KENDARINEWS. COM– Berkat sinergi kuat antara Universitas Halu Oleo (UHO), Universitas Lakidende (Unilaki), pemerintah daerah, dan warga setempat, Desa Watukalangkari kini melangkah pasti menuju status sebagai sentra produksi bawang merah unggulan di Kabupaten Bombana. Program Pemberdayaan Desa Binaan yang berjalan sejak 2024 terus membuahkan kemajuan nyata hingga tahun ketiga ini.
Dipilih karena memiliki lahan subur dan tradisi bertani yang sudah lama terjalin, desa ini dianggap memiliki semua modal untuk berkembang.
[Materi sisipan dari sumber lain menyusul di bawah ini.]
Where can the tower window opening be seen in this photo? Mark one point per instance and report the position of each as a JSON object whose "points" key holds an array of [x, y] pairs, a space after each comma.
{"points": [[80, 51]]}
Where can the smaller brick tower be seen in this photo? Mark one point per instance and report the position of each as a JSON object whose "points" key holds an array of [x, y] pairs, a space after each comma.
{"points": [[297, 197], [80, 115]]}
Ketua Tim Pengabdian, Prof. Dr. Ir. Hj. Gusnawaty HS., menegaskan bahwa Watukalangkari bukan sekadar tempat budidaya biasa, melainkan wilayah yang siap ditingkatkan kualitasnya secara menyeluruh.
“Potensinya sangat besar. Petaninya sudah berpengalaman, lahannya mendukung, dan warganya antusias. Kami hanya melengkapi dengan ilmu dan teknologi agar hasilnya melimpah dan bernilai jual tinggi,” ujarnya.
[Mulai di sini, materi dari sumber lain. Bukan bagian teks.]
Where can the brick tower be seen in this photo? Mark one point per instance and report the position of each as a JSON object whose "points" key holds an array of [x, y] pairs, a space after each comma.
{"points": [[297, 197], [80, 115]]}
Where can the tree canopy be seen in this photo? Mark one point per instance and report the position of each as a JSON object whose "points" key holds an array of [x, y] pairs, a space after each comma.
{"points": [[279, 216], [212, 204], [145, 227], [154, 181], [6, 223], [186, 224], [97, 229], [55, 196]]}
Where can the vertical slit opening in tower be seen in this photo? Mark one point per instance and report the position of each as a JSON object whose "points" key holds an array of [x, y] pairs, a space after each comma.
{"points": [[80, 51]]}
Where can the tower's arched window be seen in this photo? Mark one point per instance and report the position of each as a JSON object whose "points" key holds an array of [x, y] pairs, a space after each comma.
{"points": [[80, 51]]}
Pendampingan yang dilakukan tidak hanya sebatas menanam. Tim UHO dan Unilaki memperkenalkan sistem pertanian dan peternakan terpadu yang ramah lingkungan: kotoran ternak diolah menjadi pupuk organik berkualitas untuk menyuburkan tanaman bawang merah, sehingga biaya produksi lebih hemat dan hasil panen lebih sehat.
Tak berhenti di situ, warga juga dibekali keterampilan pascapanen. Ibu-ibu PKK dilatih mengolah bawang merah menjadi bawang goreng kemasan yang tahan lama dan memiliki nilai tambah. Mereka pun diajari cara mengelola keuangan usaha serta memasarkan produk lewat media sosial, sehingga jangkauan pembeli meluas ke luar desa.
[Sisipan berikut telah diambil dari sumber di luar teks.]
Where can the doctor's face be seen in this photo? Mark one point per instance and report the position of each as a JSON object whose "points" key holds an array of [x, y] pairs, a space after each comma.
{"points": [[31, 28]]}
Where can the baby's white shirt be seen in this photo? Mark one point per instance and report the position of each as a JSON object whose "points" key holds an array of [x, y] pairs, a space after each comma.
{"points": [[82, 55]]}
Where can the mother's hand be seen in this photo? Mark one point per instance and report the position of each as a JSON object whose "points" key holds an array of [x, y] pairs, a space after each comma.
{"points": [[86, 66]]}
“Kami ingin setelah program ini selesai, warga tetap bisa mandiri. Desa Watukalangkari tidak hanya dikenal sebagai penghasil bawang merah, tapi juga mampu mengolah dan menjualnya dengan baik,” tambah Prof. Gusnawaty.
Dukungan penuh dari Kemendiktisaintek, pemerintah desa, serta keterlibatan aktif mahasiswa menjadi penggerak utama perubahan ini. Kini, harapan besar terbentang: Watukalangkari akan menjadi kebanggaan Bombana, menyuplai kebutuhan bawang merah sekaligus mengangkat taraf hidup seluruh warganya.